When the Mariners promoted Jeremy Bonderman, they chose to jettison somebody off the 40-man roster to make room for him. It wasn't Lucas Luetge, who hasn't been an evenly remotely effective MLB reliever in nearly a year, it was Vinnie Catricala, a corner infield prospect who tore up the minors until 2011, and then fell apart when he hit AAA. He began to hit again in AA this season, but found himself a casualty of the Jeremy Bonderman move.
Catricala was traded to the A's today for a PTBNL or cash considerations. If it's a player, it won't be anybody better than Catricala, or near it. The Mariners had zero leverage in any trade negotiations, given that any team could have simply claimed him off waivers for free. Given the A's great record, they offered up something to bypass any other claiming teams and complete a transaction before the process naturally came to an end. This will be some low upside reliever, organizational depth player, or more likely cash.
I don't feel the need to repeat myself, because I outlined how much I disagreed with this decision when it happened. Meanwhile, Erasmo Ramirez pitched a stellar game last night in AAA, and now has a 1.53 ERA over 3 minor league starts, only allowing 3 earned runs to go along with 14 strikeouts and 6 walks.
Erasmo is coming, and the front office knows this. Bonderman got destroyed in his first start, but made a serviceable start this weekend at home, getting his first win since 2010. Comeback story complete, and now it's time to move on. Unfortunately, the loss of Catricala may mean that Jeremy Bonderman sticks around for longer than he would have otherwise. Here's why.
If the Mariners promoted Erasmo Ramirez in favor of Jeremy Bonderman today, he would take Bonderman's spot in the rotation. Bonderman should be DFA'd, and then it is quite possible that Catricala would have been lost for 2 starts of a journeyman pitcher who isn't very good, and isn't likely to be very good going forward. A pitcher who very likely did not perform any differently than Blake Beavan could have, and then the organization would have been spared Catricala. I digress.

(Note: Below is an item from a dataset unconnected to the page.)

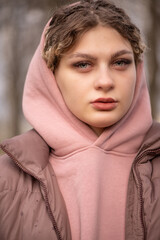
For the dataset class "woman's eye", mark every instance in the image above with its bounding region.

Erasmo Ramirez is a far superior pitcher to Jeremy Bonderman. He offers the Mariners a better chance to win games, and I simply don't see the team bailing on Aaron Harang or Joe Saunders, given the more proven track records they have as grinders, or whatever hollow adjective is used to describe guys good enough to hang on and pitch a lot of innings. Innings eaters!
Because of today's trade, we're more likely to see Jeremy Bonderman stick around for longer than he would have if Catricala cleared waivers. Ramirez may get another start or two in the minors as Bonderman tries to prove he still has something that he hasn't had in a half-decade. When Ramirez inevitably comes up (the team cannot keep him down much longer when he is clearly a superior option), Bonderman may be moved to long relief instead of being sent off. Maybe they'll even keep him in the rotation if he teases with starts like Friday's. Why? Because I do not believe this franchise is going to let Bonderman go like they should because they lost a possible future contributor for him. Bonderman has to be around to justify the loss. Maybe I'm being too pessimistic. It's disappointing to see talent walk out the door for no reason, even if it has a relatively low chance of making an impact in the future.
Either way, the decision to roll with Bonderman instead of Blake Beavan or Hector Noesi while Erasmo Ramirez rehabs has cost the Mariners Vinnie Catricala. As I said before, maybe the loss of Catricala amounts to nothing, but maybe it does. This was an easily avoidable scenario, but the Mariners opted to be short-sighted instead.
I've spilled enough words about something that probably won't matter. The only point is that this kind of process is indicative of a front office that doesn't totally get it. If you want to DFA Vinnie Catricala for Brad Miller, go ahead and do it. But don't do it for Jeremy Bonderman. A lot can change in just a month when it comes to the 40-man roster.